A sample of sodium reacts completely with 142 g of chlorine, forming 234 g of sodium chloride. What mass of sodium reacted?
To determine the mass of sodium that reacted, we need to use the given information and apply the concept of stoichiometry.
First, let's write down the balanced equation for the reaction between sodium and chlorine:
2Na + Cl2 -> 2NaCl
From the equation, we can see that 2 moles of sodium react with 1 mole of chlorine to produce 2 moles of sodium chloride.
Next, let's find the number of moles of sodium chloride formed. We know that the molar mass of sodium chloride (NaCl) is 58.44 g/mole (22.99 g/mol for sodium + 35.45 g/mol for chlorine).

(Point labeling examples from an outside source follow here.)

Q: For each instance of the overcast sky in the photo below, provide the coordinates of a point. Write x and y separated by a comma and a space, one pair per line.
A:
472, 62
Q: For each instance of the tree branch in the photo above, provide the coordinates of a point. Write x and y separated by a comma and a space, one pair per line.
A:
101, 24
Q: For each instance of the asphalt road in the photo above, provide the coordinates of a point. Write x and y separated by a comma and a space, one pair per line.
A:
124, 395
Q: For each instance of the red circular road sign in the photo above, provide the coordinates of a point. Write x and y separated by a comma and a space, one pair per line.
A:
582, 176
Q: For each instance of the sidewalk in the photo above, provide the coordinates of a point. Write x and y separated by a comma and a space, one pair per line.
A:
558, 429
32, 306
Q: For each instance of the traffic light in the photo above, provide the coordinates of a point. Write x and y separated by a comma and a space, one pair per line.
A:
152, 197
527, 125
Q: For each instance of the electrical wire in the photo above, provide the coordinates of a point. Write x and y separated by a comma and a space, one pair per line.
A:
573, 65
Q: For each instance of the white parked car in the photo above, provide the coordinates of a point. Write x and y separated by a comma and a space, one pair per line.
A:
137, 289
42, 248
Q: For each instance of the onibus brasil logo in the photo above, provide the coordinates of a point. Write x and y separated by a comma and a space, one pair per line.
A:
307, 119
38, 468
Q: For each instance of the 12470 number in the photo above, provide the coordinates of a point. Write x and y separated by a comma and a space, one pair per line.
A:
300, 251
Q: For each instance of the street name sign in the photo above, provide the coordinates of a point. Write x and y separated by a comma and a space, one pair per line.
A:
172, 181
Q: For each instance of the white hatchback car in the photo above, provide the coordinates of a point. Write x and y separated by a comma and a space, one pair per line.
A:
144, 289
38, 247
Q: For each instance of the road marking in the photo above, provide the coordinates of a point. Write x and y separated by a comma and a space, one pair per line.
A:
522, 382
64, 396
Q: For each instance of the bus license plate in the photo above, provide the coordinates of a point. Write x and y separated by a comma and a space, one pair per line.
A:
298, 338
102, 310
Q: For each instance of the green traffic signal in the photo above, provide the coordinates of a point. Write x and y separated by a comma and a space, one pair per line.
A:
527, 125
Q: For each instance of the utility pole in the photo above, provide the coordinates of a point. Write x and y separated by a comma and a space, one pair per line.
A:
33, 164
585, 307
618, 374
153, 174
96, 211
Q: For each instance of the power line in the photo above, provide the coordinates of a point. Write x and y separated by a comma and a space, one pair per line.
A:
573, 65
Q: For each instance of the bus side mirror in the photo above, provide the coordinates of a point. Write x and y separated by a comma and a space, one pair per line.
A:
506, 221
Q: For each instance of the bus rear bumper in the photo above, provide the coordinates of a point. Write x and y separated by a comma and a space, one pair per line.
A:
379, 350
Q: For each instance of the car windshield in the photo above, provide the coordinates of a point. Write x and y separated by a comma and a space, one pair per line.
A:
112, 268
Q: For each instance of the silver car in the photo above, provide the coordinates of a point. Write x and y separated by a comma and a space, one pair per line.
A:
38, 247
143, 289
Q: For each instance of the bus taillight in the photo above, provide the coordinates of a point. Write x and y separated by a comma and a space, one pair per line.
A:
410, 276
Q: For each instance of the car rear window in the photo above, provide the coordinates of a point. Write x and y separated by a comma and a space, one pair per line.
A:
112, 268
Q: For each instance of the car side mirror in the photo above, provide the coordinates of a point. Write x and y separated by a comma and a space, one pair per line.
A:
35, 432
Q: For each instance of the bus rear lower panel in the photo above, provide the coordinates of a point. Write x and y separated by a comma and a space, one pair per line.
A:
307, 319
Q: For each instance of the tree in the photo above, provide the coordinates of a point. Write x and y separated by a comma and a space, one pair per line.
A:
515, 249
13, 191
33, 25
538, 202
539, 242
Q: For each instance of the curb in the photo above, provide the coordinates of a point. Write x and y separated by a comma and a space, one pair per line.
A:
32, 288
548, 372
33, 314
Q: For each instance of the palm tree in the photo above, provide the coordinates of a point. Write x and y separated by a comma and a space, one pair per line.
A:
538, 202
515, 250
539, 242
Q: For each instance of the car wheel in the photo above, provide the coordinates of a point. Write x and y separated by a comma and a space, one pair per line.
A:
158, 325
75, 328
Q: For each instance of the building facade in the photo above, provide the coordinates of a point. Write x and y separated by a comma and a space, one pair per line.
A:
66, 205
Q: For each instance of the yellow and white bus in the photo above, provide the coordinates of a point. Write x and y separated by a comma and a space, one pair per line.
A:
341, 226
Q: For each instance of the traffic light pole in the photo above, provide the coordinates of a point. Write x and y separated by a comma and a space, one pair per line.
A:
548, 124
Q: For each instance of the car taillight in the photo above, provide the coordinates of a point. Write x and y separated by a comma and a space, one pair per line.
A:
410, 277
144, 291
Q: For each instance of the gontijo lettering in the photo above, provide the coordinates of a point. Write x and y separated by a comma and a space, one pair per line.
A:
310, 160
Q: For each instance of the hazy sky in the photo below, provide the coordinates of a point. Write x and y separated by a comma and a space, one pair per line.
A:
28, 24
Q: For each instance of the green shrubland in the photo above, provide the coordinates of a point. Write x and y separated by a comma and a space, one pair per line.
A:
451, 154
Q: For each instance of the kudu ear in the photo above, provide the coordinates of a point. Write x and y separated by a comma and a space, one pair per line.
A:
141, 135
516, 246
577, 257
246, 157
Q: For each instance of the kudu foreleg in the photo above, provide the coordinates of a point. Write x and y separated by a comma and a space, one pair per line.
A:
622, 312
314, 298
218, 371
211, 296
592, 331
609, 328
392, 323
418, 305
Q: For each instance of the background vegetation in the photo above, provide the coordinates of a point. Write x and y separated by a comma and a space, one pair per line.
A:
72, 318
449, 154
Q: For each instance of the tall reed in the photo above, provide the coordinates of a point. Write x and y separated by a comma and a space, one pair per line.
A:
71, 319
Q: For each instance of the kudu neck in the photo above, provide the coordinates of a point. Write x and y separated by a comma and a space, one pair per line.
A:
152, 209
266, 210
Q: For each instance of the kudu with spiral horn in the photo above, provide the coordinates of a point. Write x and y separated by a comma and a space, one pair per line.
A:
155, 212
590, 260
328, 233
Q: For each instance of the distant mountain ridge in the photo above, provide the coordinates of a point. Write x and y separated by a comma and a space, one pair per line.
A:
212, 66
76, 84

Given that the mass of sodium chloride formed is 234 g, we can calculate the number of moles using the formula:
moles = mass / molar mass
moles = 234 g / 58.44 g/mol
moles ≈ 4 moles
Since the mole ratio between sodium and sodium chloride is 2:2, we can conclude that 4 moles of sodium reacted.
Finally, let's determine the mass of sodium that reacted using the mole-to-mass conversion:
mass = moles × molar mass
mass = 4 moles × 22.99 g/mol (molar mass of sodium)
mass ≈ 91.96 g
Therefore, approximately 91.96 grams of sodium reacted.